The International Society for Vaccines is an organization that engages, supports, and sustains the professional goals of a diverse membership in all areas relevant to vaccines - 2018 ISV Annual Congress

Paper of the Month Feb 2018

A Universal Influenza Vaccine: The Strategic Plan for the National Institute of Allergy and Infectious Diseases.

J Infect Dis. 2018 Feb 28. doi: 10.1093/infdis/jiy103. [Epub ahead of print].


Erbelding EJ, Post D, Stemmy E, Roberts PC, Augustine AD, Ferguson S, Paules CI, Graham BS, Fauci AS.

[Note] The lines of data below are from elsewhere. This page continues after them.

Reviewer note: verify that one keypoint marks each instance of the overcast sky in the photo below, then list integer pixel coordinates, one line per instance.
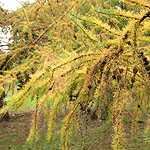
(10, 5)
(13, 4)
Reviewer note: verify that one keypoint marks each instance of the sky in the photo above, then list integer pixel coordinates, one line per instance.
(10, 5)
(13, 4)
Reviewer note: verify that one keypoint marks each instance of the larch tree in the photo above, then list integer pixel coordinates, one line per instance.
(89, 57)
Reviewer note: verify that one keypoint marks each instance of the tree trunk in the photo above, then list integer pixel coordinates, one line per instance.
(3, 116)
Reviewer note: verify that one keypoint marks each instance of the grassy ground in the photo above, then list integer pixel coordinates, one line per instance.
(13, 135)
(97, 136)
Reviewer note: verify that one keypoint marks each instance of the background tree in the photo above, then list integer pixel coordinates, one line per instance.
(91, 60)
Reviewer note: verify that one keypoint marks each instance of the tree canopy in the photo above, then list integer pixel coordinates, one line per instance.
(81, 56)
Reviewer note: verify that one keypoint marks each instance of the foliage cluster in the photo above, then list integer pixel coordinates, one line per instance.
(80, 58)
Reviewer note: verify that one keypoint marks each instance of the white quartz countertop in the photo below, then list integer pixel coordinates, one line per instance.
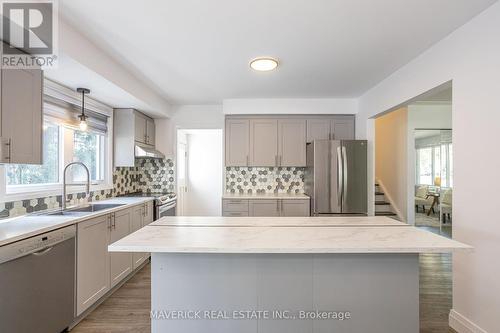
(284, 239)
(218, 221)
(22, 227)
(236, 196)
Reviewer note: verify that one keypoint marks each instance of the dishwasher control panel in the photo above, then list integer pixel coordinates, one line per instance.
(36, 243)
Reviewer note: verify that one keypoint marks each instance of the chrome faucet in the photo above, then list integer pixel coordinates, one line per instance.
(87, 188)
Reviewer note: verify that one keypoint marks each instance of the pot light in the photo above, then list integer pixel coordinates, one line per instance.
(264, 64)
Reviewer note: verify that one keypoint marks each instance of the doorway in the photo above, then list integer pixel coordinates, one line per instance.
(199, 172)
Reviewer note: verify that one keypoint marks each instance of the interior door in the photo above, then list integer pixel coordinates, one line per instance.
(354, 196)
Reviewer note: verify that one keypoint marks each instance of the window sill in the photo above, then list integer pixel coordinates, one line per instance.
(43, 191)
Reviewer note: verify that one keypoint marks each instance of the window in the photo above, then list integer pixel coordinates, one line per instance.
(88, 148)
(435, 163)
(48, 172)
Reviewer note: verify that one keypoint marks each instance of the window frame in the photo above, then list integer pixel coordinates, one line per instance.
(66, 137)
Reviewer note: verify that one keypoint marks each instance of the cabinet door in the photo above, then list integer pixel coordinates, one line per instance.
(150, 132)
(318, 129)
(137, 222)
(343, 128)
(148, 213)
(294, 207)
(120, 262)
(264, 208)
(92, 261)
(237, 142)
(263, 142)
(140, 128)
(292, 142)
(21, 114)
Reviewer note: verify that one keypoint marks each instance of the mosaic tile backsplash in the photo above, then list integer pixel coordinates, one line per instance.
(264, 180)
(148, 175)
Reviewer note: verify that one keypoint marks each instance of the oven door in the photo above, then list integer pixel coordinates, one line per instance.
(168, 209)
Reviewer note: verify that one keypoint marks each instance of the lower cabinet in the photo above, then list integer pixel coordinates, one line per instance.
(92, 264)
(265, 207)
(97, 270)
(120, 262)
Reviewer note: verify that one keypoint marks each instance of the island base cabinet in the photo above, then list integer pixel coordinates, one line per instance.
(376, 293)
(92, 261)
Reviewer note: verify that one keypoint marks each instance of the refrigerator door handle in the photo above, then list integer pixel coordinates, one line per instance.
(344, 175)
(340, 176)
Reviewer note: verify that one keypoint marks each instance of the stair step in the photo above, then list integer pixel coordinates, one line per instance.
(385, 214)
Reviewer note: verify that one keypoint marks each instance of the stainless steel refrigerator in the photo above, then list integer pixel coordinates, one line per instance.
(336, 177)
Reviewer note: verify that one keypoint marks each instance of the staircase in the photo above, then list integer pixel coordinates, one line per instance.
(382, 207)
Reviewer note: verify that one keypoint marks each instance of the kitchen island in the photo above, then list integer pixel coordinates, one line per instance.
(311, 274)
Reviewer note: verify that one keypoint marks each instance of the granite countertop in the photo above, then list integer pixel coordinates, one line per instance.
(22, 227)
(218, 221)
(275, 238)
(301, 196)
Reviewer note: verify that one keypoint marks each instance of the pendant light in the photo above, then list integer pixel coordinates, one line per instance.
(83, 118)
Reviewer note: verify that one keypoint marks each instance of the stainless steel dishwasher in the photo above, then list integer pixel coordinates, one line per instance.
(37, 283)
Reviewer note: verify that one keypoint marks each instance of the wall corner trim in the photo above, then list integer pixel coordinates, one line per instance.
(461, 324)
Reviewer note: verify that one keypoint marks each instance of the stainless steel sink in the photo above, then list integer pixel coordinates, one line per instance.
(94, 207)
(78, 211)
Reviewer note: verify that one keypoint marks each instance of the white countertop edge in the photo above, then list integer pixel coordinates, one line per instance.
(177, 250)
(68, 220)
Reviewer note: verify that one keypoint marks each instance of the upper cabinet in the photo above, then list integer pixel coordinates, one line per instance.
(144, 129)
(292, 142)
(330, 128)
(237, 142)
(21, 116)
(263, 142)
(280, 141)
(131, 128)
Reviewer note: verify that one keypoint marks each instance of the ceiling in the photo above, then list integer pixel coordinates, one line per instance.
(197, 51)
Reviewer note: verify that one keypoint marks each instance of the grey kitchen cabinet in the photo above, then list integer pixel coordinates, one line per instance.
(150, 131)
(342, 128)
(130, 129)
(295, 207)
(263, 142)
(237, 137)
(21, 116)
(318, 129)
(140, 125)
(137, 222)
(92, 269)
(330, 128)
(120, 262)
(292, 142)
(264, 207)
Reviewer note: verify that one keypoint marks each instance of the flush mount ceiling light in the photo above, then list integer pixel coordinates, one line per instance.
(83, 118)
(264, 64)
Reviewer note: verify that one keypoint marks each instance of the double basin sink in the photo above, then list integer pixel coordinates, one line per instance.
(83, 210)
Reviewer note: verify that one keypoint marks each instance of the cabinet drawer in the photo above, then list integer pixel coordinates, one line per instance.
(235, 205)
(234, 214)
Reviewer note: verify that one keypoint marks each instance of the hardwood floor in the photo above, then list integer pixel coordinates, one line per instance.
(127, 310)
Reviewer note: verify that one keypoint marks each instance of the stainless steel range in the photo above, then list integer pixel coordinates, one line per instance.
(164, 204)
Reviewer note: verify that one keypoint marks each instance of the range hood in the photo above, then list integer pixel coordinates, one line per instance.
(142, 151)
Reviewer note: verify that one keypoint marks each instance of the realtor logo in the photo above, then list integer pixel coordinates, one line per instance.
(29, 34)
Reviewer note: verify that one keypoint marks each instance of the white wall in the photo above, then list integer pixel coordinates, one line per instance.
(428, 116)
(391, 158)
(204, 173)
(291, 106)
(470, 57)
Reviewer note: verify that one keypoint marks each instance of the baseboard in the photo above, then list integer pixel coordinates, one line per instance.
(463, 325)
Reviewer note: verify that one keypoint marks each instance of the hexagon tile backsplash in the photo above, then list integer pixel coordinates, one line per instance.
(264, 180)
(148, 175)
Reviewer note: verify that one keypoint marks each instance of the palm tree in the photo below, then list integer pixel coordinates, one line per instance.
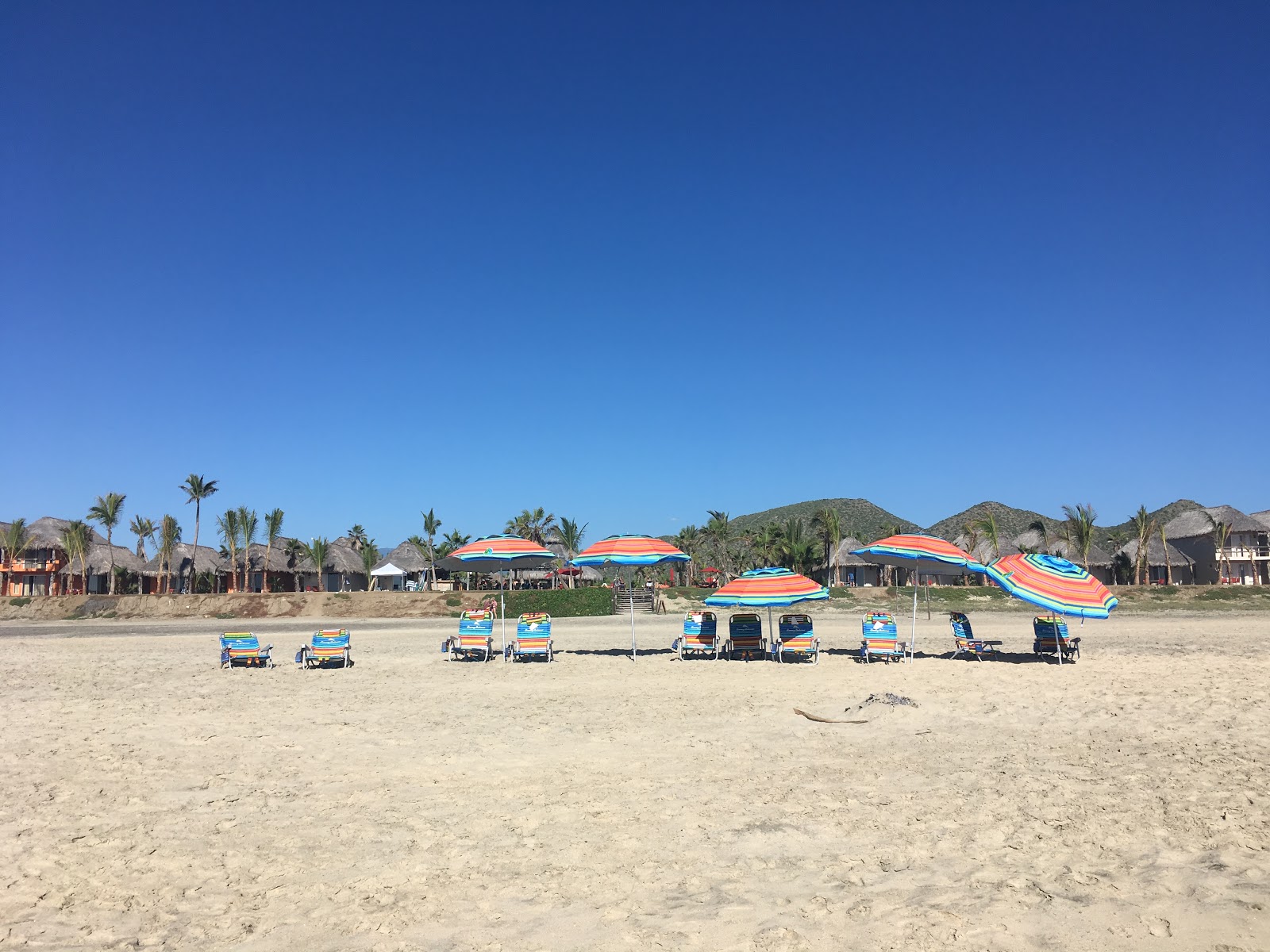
(144, 530)
(1143, 528)
(829, 524)
(296, 551)
(169, 535)
(107, 513)
(991, 533)
(1041, 528)
(431, 526)
(272, 530)
(75, 543)
(1117, 539)
(1080, 530)
(370, 554)
(197, 489)
(248, 526)
(229, 528)
(569, 535)
(317, 550)
(14, 543)
(357, 537)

A priority for the National Institute of Allergy and Infectious Diseases (NIAID) is development of an influenza vaccine providing durable protection against multiple influenza strains, including those that may cause a pandemic, i.e., a universal influenza vaccine. To invigorate research efforts, NIAID developed a strategic plan focused on knowledge gaps in three major research areas, as well as additional resources required to ensure progress towards a universal influenza vaccine. NIAID will use this plan as a foundation for future investments in influenza research and will support and coordinate a consortium of multidisciplinary scientists focused on accelerating progress towards this goal.

Paper of the Month Jan 2018

The role of vaccines in preventing bacterial antimicrobial resistance.

Nat Med. 2018 Jan 9;24(1):10-19. doi: 10.1038/nm.4465. Review.


Jansen KU, Knirsch C, Anderson AS.


Antimicrobial resistance (AMR) and the associated morbidity and mortality due to bacterial pathogens have been increasing globally to alarming levels. The World Health Organization (WHO) has called for global action on AMR, supported worldwide by governments, health ministries and health agencies. Many potential solutions to stem AMR are being discussed and implemented. These include increases in antimicrobial stewardship, investment in research and development to design new classes of antibiotics, and reduction of antibiotic use in rearing of livestock. However, vaccines as tools to reduce AMR have historically been under-recognized in these discussions, even though their effectiveness in reducing disease and AMR is well documented. This review article seeks to highlight the value of vaccines as an additional modality to combat AMR globally, using select examples. It also will provide perspectives on how vaccines could be more effectively used in this effort.